WASHINGTON, D.C. — U.S. Sen. Gary Peters, D-Bloomfield Hills, recently joined President Joe Biden at the White House for the signing of Peters’ K-12 Cybersecurity Act.
Biden signed the bipartisan bill into law on Oct. 8, which will “help educational institutions bolster their cybersecurity protections by instructing the Cybersecurity and Infrastructure Security Agency to examine the risks and challenges that schools face in securing their systems,” according to a news release. “Using their findings, CISA is charged with creating cybersecurity recommendations and other voluntary resources for schools to use when implementing their cybersecurity solutions.”
The bill was introduced by Peters, who is also chairman of the Senate Homeland Security and Governmental Affairs Committee, on May 27. Republican Sens. Rick Scott of Florida and Bill Cassidy of Louisiana, along with Democratic Sen. Jacky Rosen of Nevada were cosponsors on the bill.
“As malicious cybercriminals continue to target the network of K-12 schools across the nation, the federal government needs to provide them with the resources needed to protect themselves from hackers,” Peters said in a statement. “I’m grateful to President Biden for signing this important, bipartisan bill into law so our nation’s cybersecurity experts can better understand school specific risks and help safeguard the information technology systems of K-12 schools, as well as the personal information of our dedicated educators, students, and school staff.
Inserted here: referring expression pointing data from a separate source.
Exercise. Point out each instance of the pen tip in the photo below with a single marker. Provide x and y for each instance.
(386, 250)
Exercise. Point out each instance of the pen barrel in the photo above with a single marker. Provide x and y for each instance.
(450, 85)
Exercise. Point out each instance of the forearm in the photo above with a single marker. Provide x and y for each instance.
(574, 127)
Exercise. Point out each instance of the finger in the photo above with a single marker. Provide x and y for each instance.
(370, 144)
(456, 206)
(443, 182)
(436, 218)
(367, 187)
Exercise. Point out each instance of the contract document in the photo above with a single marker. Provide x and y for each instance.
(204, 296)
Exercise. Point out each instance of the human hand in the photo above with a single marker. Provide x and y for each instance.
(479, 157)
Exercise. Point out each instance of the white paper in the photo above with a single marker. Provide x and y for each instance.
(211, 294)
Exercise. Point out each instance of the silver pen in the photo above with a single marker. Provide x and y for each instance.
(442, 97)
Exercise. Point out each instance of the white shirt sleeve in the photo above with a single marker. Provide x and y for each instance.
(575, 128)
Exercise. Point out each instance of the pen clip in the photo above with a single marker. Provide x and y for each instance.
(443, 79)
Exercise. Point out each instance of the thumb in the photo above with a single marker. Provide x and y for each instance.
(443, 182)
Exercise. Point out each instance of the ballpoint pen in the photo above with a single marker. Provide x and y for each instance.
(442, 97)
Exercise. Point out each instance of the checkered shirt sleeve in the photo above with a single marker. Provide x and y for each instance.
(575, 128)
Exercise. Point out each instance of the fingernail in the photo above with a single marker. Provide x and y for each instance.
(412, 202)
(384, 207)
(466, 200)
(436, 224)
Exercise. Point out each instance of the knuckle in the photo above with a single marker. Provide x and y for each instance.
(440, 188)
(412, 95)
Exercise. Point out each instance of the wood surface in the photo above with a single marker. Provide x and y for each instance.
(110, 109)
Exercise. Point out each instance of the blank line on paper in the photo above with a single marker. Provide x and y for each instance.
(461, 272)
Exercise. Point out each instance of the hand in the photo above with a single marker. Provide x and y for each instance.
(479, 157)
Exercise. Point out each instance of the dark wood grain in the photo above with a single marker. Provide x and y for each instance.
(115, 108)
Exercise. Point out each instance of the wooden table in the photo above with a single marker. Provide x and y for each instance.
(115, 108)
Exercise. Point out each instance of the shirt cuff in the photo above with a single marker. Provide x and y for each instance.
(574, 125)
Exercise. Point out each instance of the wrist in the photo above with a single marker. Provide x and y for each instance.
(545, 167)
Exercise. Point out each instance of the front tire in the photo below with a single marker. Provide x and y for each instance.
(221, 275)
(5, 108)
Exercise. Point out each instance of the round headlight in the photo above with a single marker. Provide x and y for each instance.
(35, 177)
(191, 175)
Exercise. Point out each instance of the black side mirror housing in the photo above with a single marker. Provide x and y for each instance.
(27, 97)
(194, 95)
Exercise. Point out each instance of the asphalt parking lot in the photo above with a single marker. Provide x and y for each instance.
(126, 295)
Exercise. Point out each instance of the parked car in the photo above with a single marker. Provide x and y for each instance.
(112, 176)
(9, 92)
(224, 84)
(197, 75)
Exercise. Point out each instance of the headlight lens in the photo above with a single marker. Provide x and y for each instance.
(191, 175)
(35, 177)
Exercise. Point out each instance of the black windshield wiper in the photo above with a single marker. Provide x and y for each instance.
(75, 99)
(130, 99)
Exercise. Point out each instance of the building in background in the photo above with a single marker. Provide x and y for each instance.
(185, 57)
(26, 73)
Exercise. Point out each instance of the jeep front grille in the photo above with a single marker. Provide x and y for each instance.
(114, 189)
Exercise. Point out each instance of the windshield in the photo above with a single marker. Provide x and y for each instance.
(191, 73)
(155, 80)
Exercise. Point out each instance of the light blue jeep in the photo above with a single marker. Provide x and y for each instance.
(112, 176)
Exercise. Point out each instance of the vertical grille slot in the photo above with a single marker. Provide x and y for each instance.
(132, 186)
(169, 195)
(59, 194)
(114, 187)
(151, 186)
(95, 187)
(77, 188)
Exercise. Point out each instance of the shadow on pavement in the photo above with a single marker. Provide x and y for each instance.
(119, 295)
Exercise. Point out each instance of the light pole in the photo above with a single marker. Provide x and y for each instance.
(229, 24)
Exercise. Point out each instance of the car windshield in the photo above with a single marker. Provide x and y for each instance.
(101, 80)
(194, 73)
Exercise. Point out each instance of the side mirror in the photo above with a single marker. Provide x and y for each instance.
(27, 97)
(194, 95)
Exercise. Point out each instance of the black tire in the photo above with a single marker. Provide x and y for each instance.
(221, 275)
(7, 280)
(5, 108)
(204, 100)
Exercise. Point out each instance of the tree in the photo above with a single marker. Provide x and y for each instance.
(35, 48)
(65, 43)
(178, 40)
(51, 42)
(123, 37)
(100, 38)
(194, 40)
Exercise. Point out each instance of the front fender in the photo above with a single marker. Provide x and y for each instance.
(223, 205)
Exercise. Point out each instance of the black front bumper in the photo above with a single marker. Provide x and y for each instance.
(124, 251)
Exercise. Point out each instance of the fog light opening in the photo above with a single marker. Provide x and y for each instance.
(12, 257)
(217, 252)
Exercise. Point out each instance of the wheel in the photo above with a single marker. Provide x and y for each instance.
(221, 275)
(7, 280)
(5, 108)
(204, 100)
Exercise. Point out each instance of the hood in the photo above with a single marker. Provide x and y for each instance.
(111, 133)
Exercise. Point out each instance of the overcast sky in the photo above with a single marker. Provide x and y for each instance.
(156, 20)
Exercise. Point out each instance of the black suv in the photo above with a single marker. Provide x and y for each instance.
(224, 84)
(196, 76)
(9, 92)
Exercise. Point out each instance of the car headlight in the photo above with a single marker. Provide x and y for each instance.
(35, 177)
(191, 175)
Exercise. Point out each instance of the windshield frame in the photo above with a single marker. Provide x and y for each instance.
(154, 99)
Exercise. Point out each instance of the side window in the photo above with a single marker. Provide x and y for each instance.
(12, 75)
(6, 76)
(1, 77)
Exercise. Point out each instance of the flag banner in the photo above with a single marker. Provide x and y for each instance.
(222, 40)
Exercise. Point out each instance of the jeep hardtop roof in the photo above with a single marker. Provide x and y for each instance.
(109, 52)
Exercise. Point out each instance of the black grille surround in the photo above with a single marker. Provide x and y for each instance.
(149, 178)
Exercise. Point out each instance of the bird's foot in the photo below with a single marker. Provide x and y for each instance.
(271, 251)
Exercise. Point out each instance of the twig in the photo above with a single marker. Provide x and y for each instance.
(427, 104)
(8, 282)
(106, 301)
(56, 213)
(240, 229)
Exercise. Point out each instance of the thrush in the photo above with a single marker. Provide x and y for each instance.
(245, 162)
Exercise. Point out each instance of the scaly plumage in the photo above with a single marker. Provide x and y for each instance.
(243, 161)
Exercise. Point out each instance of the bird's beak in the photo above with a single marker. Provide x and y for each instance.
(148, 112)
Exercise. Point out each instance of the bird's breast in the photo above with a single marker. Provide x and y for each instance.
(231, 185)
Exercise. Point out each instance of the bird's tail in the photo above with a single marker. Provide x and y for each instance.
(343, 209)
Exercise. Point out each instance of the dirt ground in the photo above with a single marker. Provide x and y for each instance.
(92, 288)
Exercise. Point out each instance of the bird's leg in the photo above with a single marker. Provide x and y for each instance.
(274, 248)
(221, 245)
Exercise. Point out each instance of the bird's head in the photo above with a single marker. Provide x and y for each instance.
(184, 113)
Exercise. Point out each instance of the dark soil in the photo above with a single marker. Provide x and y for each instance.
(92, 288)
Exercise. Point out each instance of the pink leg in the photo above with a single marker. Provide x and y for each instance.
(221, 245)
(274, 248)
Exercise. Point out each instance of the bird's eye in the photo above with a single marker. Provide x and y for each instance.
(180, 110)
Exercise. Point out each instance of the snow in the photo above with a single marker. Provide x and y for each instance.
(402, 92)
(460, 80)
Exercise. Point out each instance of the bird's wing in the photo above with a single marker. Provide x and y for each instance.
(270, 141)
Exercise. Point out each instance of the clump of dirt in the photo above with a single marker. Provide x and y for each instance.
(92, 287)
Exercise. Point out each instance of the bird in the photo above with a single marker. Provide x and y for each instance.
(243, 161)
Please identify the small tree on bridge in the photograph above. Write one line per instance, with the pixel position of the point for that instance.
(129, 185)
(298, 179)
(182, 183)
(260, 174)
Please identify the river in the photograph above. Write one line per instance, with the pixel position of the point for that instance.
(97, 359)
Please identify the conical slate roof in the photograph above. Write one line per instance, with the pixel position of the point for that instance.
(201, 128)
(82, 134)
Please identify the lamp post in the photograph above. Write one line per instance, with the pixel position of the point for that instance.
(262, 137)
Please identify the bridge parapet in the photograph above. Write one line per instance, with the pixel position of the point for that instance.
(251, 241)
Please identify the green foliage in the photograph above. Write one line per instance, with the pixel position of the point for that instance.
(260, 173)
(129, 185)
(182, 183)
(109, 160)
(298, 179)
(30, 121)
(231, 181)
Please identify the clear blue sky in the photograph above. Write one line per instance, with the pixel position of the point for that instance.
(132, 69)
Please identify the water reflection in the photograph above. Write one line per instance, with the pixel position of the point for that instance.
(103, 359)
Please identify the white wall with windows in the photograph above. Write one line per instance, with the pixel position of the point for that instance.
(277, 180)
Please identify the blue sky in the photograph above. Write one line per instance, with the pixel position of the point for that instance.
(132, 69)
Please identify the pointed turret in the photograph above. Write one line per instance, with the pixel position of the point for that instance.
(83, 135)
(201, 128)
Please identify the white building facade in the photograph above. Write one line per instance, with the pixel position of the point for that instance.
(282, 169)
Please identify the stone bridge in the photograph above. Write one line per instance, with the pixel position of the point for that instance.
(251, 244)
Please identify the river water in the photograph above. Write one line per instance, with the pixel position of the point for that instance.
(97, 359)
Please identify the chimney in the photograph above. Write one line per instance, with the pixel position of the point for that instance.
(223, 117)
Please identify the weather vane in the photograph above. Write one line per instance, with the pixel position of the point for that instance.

“As chairman of the Homeland Security and Governmental Affairs Committee, I’ll continue leading efforts to fight back against cyber-attacks that disrupt lives and livelihoods and hold foreign adversaries and cybercriminals accountable for targeting American networks.”
According to Peters’ office, cyber-attacks on schools increased over the past year as a majority of learning environments switched to an online format at one point or another during the pandemic. This included attacks against schools in Michigan, Peters’ office said.
“In one attack on Walled Lake Consolidated Schools, hackers successfully accessed records and posted information online,” the news release states. “In 2018, Johannesburg-Lewiston Area Schools in Michigan were targeted by a malicious ransomware attack that temporarily shut down the district’s systems. In Florida, hackers successfully stole thousands of files from Broward County’s School District systems earlier this year.
“The K-12 Cybersecurity Act directs CISA to work with teachers, school administrators, other federal departments and private sector organizations to complete a study of cybersecurity risks specific to K-12 educational institutions, including risks related to securing sensitive student and employee records and challenges related to remote learning. Following the completion of that study, the law directs CISA to develop cybersecurity recommendations and an online toolkit to help schools improve their cybersecurity hygiene. These voluntary tools would be made available on the Department of Homeland Security website along with other DHS school safety information.”
The bill has been endorsed by many organizations, including the Michigan Association for Computer Users in Learning, the Michigan Association of School Boards, the Consortium for School Networking, the School Superintendents Association, the National Association of Secondary School Principals and the American Federation of Teachers.
The bill can be viewed at www.congress.gov/bill/117th-congress/senate-bill/1917.